Yes, it’s a very powerful scene. And a very convicting one for me. As a speaker and a teacher, I sometimes get addicted to the spotlight and often lose focus. Then I spend as much time figuring out how to be recognized for a good deed as I do performing the good deed. In other words, I try to put something positive into the world, but only if others know I did it. And it’s by far the most egotistical and self-absorbed behavior I exhibit.
Of course the world is a better place with every act of kindness we show or heartfelt service we perform. What the world doesn’t care about it who gets the credit. Helping others should be commonplace in our lives, not an event to celebrate. To quote Charles Dickens’ character Jacob Marley from A Christmas Carol, “Mankind was my business; charity, mercy, forbearance, and benevolence, were, all, my business. The deals of my trade were but a drop of water in the comprehensive ocean of my business!”
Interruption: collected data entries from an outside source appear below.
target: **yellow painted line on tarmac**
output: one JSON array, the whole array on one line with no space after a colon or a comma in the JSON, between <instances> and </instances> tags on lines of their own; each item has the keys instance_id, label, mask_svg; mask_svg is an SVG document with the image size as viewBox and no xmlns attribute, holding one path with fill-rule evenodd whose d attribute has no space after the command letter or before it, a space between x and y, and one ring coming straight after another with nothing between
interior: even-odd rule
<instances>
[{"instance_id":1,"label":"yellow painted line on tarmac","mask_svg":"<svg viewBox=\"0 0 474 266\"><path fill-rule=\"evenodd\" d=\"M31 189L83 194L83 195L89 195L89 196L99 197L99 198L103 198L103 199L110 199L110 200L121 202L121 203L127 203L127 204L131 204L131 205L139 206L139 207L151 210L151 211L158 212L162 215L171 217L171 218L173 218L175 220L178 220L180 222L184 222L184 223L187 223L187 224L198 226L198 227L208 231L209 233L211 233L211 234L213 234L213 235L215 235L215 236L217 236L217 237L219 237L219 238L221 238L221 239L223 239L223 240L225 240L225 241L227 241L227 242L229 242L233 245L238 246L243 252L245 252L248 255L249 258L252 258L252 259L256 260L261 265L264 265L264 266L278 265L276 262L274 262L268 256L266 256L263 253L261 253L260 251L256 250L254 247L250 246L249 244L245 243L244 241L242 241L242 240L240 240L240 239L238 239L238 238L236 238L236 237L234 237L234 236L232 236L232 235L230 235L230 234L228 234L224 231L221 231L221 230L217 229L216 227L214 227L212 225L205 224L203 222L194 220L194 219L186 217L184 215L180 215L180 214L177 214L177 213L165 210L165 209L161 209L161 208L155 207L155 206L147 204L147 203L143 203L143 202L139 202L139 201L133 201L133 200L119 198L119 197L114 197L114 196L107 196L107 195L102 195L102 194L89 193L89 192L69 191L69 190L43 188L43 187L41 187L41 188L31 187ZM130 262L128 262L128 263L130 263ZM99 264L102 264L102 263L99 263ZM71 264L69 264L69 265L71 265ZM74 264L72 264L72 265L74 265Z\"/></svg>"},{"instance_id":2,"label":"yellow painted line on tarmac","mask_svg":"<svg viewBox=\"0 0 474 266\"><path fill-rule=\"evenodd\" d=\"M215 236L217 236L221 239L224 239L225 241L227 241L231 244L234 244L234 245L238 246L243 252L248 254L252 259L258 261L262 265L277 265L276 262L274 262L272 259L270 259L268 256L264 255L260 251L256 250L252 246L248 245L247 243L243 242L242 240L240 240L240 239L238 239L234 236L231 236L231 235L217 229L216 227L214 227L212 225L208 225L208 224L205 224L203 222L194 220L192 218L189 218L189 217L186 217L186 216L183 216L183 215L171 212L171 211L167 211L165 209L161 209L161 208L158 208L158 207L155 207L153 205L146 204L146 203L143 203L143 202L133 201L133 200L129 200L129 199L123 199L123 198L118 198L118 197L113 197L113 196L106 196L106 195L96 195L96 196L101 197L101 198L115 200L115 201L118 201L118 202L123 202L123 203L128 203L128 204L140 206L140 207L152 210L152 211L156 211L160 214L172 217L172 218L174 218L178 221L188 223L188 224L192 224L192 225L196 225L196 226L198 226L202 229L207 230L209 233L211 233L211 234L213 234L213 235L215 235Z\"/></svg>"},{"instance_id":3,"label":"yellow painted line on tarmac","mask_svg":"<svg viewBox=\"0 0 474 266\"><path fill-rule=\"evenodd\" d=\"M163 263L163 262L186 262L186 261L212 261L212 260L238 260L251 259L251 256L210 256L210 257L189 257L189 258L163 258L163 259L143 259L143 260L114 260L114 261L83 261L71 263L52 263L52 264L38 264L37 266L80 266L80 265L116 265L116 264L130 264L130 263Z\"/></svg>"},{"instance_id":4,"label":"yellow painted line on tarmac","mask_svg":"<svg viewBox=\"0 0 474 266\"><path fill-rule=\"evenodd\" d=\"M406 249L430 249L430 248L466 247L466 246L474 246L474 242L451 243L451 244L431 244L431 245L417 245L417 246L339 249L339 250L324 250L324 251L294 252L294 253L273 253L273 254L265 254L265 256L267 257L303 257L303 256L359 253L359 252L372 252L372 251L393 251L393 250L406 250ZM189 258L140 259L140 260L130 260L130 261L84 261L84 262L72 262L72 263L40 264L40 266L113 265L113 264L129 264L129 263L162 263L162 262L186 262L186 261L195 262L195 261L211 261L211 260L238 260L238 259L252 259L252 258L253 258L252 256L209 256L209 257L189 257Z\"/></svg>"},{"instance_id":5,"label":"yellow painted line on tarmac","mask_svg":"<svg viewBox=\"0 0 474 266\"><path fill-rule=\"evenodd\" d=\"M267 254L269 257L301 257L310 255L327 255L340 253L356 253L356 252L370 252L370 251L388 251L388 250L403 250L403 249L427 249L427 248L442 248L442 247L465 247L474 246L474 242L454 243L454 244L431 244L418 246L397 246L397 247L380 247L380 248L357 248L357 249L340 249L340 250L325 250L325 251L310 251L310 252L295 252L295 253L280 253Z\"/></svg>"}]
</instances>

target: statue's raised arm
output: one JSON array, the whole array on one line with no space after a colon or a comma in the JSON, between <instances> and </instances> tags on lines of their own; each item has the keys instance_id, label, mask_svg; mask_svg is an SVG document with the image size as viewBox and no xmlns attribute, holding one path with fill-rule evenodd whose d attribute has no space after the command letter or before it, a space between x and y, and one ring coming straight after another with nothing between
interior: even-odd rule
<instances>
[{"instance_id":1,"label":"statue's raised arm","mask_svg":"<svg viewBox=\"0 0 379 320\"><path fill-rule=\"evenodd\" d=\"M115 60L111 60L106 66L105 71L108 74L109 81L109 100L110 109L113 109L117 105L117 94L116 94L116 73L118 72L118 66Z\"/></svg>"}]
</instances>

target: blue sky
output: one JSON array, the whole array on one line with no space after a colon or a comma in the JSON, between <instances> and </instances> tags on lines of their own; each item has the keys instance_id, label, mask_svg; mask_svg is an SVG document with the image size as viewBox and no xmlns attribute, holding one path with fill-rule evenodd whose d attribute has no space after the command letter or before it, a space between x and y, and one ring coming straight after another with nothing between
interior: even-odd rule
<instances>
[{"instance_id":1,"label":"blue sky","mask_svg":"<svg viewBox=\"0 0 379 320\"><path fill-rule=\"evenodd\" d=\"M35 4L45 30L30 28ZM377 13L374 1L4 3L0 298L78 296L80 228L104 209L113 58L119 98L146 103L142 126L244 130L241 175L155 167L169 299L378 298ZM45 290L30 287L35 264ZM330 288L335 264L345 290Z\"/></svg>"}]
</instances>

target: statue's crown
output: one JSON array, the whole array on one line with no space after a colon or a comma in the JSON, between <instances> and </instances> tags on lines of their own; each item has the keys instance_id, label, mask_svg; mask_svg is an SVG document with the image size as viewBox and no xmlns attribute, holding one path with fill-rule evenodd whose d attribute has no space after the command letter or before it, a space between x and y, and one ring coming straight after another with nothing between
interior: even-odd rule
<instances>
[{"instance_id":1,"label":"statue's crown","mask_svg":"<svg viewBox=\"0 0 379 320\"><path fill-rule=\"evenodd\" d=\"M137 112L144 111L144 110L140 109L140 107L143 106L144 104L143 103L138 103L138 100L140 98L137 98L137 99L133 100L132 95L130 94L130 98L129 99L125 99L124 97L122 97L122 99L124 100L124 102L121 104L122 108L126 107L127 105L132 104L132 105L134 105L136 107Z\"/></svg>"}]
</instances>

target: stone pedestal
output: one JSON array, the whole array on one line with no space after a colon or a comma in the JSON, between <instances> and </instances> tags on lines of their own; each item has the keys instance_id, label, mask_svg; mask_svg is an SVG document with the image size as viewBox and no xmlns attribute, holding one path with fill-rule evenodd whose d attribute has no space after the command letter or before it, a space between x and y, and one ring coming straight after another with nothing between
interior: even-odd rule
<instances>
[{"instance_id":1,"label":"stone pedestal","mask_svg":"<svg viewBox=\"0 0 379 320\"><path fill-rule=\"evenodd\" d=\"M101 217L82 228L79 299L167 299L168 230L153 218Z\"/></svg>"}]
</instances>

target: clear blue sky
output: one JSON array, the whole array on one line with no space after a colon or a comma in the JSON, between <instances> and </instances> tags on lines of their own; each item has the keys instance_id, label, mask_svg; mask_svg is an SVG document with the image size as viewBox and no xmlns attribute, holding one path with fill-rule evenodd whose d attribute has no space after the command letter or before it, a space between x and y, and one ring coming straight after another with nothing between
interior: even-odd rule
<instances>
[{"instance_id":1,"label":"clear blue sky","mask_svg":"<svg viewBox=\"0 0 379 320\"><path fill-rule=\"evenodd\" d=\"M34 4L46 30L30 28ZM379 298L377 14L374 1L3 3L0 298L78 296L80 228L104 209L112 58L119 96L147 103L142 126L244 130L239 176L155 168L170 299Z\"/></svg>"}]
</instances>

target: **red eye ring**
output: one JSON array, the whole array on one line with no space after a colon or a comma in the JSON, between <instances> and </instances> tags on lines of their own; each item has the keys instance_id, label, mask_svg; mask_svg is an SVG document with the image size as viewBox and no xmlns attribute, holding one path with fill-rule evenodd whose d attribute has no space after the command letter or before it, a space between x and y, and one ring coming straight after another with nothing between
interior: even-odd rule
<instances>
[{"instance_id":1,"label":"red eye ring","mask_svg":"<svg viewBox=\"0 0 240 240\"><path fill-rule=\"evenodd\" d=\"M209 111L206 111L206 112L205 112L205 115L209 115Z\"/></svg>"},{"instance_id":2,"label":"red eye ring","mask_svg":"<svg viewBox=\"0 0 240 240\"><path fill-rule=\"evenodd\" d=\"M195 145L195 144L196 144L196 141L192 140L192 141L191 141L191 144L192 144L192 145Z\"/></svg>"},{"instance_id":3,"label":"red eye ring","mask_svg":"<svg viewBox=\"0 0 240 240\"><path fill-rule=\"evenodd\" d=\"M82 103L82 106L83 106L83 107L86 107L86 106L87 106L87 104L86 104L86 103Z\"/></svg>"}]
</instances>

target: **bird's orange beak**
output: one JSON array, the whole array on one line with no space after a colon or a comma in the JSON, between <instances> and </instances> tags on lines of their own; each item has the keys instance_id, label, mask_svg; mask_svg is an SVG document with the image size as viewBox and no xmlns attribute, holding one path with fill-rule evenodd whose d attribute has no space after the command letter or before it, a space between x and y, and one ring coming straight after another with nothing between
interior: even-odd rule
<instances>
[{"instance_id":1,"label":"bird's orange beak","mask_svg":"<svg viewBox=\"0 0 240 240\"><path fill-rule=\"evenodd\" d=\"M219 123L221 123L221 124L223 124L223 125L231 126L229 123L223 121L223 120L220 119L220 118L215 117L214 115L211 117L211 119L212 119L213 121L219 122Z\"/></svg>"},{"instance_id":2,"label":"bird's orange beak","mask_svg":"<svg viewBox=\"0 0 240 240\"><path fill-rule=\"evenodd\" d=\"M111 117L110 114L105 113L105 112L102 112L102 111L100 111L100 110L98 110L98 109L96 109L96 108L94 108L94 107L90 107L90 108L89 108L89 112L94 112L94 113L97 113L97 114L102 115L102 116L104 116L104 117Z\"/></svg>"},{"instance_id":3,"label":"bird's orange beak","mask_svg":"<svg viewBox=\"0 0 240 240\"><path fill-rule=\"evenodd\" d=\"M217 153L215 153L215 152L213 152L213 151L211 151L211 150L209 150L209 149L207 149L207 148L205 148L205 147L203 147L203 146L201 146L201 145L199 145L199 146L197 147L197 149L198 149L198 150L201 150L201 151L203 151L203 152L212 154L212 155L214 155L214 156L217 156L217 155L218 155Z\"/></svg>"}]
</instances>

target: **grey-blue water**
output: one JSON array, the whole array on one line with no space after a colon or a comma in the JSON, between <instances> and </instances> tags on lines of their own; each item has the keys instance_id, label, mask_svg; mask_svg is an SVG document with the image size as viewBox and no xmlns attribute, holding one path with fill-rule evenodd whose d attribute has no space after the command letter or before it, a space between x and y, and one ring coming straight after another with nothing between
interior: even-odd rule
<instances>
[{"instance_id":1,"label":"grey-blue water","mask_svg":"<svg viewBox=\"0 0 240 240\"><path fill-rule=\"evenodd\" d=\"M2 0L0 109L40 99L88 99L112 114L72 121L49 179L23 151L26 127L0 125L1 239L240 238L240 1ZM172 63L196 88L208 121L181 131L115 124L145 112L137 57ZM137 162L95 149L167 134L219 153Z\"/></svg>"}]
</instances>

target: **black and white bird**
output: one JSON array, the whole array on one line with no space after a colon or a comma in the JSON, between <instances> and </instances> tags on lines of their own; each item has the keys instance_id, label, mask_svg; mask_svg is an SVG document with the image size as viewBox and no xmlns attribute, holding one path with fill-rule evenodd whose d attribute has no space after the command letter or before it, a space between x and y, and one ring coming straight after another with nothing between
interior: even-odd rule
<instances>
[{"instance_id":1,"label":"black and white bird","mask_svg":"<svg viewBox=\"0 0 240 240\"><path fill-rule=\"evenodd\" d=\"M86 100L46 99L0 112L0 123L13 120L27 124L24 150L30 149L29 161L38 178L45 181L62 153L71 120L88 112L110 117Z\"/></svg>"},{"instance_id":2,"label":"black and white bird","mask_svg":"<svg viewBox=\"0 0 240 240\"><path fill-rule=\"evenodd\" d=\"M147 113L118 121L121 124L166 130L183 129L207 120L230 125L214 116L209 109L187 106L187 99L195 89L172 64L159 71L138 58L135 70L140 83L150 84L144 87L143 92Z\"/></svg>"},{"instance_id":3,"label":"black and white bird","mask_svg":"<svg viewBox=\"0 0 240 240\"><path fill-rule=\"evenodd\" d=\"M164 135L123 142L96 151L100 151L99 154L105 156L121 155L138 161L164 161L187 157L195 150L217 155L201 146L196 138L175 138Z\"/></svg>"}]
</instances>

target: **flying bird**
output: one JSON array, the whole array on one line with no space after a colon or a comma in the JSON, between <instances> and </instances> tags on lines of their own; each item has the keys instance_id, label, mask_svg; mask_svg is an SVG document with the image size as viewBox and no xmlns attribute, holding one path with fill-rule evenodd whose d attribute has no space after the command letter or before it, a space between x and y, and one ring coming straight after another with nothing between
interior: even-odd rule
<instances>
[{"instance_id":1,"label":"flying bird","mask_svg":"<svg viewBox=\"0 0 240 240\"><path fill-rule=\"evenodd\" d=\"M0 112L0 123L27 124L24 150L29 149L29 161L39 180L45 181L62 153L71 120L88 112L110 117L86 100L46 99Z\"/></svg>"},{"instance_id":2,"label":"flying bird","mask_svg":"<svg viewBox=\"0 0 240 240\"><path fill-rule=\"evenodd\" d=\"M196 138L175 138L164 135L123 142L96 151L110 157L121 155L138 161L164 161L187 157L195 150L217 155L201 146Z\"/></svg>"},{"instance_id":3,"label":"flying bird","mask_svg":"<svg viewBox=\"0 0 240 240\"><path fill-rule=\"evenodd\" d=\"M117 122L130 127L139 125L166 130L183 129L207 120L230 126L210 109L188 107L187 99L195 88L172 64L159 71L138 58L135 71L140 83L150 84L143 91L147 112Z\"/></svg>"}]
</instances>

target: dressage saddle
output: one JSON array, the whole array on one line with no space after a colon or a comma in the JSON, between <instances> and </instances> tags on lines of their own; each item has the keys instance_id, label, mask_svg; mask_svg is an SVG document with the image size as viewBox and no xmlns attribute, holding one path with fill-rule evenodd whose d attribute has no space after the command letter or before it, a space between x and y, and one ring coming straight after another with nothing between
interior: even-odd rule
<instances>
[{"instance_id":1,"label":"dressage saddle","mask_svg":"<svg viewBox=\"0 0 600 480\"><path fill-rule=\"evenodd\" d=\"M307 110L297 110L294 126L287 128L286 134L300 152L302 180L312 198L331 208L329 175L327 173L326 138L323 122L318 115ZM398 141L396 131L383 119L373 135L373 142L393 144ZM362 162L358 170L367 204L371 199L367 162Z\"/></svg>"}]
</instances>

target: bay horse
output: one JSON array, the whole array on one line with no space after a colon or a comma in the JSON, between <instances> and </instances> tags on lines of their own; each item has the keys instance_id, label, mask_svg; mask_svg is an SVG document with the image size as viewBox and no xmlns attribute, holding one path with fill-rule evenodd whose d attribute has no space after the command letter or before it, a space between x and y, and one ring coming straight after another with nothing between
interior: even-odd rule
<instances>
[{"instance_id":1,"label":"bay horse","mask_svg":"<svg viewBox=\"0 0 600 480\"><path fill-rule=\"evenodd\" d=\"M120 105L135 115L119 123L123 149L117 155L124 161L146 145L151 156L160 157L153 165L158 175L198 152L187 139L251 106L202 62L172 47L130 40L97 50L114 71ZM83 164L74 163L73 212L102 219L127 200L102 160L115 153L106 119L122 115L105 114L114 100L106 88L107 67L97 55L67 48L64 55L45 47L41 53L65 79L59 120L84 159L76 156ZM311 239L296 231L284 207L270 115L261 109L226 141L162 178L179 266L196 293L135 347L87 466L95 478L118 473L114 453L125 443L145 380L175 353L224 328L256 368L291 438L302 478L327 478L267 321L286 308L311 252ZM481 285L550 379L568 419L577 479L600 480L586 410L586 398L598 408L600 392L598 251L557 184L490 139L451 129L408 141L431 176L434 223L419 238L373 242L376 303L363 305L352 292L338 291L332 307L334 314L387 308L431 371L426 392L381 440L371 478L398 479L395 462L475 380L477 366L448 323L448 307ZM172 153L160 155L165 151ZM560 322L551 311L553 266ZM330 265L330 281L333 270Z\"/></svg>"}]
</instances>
As I grow older and just a little wiser (I know that latter term is subjective), I try to remain anonymous in more matters of the heart. And do you know what I find? Liberation. Who knew it felt so good to help someone who will never know it was you? I stumbled upon a quote recently by Alfred Montapert. It read, “The world is divided into people who do things and people who get the credit.” I love this. And I’ve found that the less time I spend on getting credit, the more time I have to help others.
Your mission, if you choose to accept it…Do one good deed for one person today that will never be traced back to you. I promise it will be the best you’ve felt in a long time!